English phrases engineers use
Strong consistency conversations
- "We need ACID guarantees for the payment flow."
- "This query runs in a serialisable transaction."
- "The system is CP — it will reject writes during a partition."
- "We use compare-and-swap to avoid lost updates."
- "Postgres gives us linearisable reads within a transaction."
Eventual consistency conversations
- "There's a replication lag of a few hundred milliseconds."
- "The system is AP — it stays up but may serve stale data."
- "We use read-your-own-writes to make the UI feel consistent."
- "The replicas will converge once the partition heals."
- "We apply last-write-wins conflict resolution with vector clocks."
Quick decision tree
- Financial data, inventory, reservations → Strong Consistency
- Social feeds, product catalogues, recommendations → Eventual Consistency
- Must stay available during network partition → Eventual Consistency
- Multi-region writes with low latency → Eventual Consistency
- Access control, session invalidation → Strong Consistency
- Read-heavy, cache-friendly data → Eventual Consistency
- Distributed lock or leader election → Strong Consistency
Frequently asked questions
What is strong consistency in plain English?
Strong consistency means that after a write completes, every subsequent read — from any node in the system — returns that new value. There is a single, globally agreed-upon order of operations.
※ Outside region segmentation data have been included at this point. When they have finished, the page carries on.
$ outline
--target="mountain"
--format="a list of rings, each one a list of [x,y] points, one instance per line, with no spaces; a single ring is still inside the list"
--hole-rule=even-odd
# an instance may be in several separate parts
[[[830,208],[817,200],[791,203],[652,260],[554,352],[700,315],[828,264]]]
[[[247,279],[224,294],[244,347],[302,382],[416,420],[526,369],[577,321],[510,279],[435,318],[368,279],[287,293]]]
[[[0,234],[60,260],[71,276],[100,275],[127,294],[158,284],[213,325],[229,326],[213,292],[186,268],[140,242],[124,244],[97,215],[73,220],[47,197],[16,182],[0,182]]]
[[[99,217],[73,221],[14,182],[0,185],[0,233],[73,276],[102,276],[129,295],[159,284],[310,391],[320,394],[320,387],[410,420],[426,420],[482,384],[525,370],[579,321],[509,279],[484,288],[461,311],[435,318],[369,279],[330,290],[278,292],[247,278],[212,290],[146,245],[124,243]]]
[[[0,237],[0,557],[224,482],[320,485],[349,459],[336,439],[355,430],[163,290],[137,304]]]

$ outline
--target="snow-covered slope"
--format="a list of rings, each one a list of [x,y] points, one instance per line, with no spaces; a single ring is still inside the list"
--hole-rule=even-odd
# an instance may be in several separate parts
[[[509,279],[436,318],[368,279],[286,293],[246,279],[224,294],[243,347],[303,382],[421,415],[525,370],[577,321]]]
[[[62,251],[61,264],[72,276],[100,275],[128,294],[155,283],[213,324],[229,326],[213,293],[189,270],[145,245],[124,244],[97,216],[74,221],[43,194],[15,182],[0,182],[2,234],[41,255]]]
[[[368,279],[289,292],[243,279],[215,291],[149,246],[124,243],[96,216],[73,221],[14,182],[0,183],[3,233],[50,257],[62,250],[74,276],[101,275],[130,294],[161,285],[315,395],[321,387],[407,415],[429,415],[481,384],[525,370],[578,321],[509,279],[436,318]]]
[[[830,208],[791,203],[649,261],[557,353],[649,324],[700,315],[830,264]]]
It is the behaviour you expect from a single-machine relational database.
What is eventual consistency?
Eventual consistency means that if you stop writing to a key, all replicas will converge to the same value — eventually. Immediately after a write, some replicas may still return stale data. Amazon DynamoDB (by default), Apache Cassandra, and DNS are classic examples.
What does the CAP theorem say about these?
CAP theorem states that a distributed system can guarantee at most two of: Consistency, Availability, and Partition tolerance. Since network partitions are unavoidable, you choose CP (strong consistency, may reject requests during partition) or AP (eventual consistency, always responds, may be stale). Strong consistency = CP; eventual consistency = AP.
Is eventual consistency dangerous?
It depends on the use case. Eventual consistency is perfectly safe for a shopping cart, product catalogue, or social media feed — a slight lag is invisible to users. It is dangerous for financial ledgers, inventory reservation, or anything where acting on stale data causes real-world harm.
Can I get strong consistency from DynamoDB or Cassandra?
Yes, with trade-offs. DynamoDB offers strongly consistent reads (double the cost, higher latency). Cassandra lets you set QUORUM consistency on individual queries — a majority of nodes must agree, approximating strong consistency at the cost of latency and availability.
What is "read-your-own-writes" consistency?
Read-your-own-writes is a middle ground: you are guaranteed to see your own writes reflected immediately, but other users may still see stale data. Many eventually consistent systems offer this as a compromise — it is sufficient for most user-facing features where only the author needs instant feedback.